AGU:Relação do STF com Presidência não é de subordinação

A relação de ministros do Supremo Tribunal Federal com o presidente da República que os indicou não é de subordinação, disse nesta segunda-feira o Advogado-geral da União, ministro Luís Inácio Adams. A despeito da Corte, hoje, ser composta majoritariamente por ministros indicados pelos governos do PT, os integrantes do Supremo exercem a função com "total respeito e responsabilidade", no entendimento do AGU.

BEATRIZ BULLA, Estadão Conteúdo

03 de novembro de 2014 | 20h45

"Não há ninguém na sociedade brasileira hoje que ache que eles são subordinados à Presidência da República", avaliou o ministro. Sete dos dez atuais ministros da Corte foram nomeados pelo ex-presidente Luiz Inácio Lula da Silva ou pela presidente Dilma Rousseff. Só Celso de Mello, Marco Aurélio Mello e Gilmar Mendes não foram indicados em gestões do PT. Há ainda a vaga de Joaquim Barbosa aberta, que, quando preenchida, vai aumentar o número de indicados pelo PT para oito.

Até o fim do segundo mandato de Dilma, apenas Gilmar Mendes deve permanecer na Corte como indicado por gestões anteriores ao PT - Mendes foi indicação de Fernando Henrique Cardoso e faz parte do corpo do Supremo desde 2002. Em entrevista ao jornal Folha de S. Paulo, Gilmar Mendes alerta para a importância de que o Supremo "não se converta em uma corte bolivariana", que "venha a cumprir e chancelar o que o governo quer". A crítica não é nova. Em 2013, quando a Corte decidia se os condenados no processo do mensalão com quatro votos divergentes teriam chance a um novo julgamento - caso dos chamados embargos infringentes - Mendes reclamou: "isso aqui não é um tribunal para ficar assando pizza, nem é um tribunal bolivariano".

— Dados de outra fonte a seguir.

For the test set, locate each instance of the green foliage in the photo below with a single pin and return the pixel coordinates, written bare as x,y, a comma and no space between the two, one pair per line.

Adams não concorda com as observações do ministro e cita, por exemplo, o desempate a favor dos réus do mensalão na aceitação dos embargos infringentes. Foi do decano da Corte, ministro Celso de Mello, indicado pelo ex-presidente José Sarney, o voto de desempate. "Todos os indicados pela presidente Dilma e pelo ex-presidente Lula tem exercido com zelo sua função", disse Adams, destacando que os ministros muitas vezes têm posições contrárias ao governo. "Não vejo essa suposta subordinação.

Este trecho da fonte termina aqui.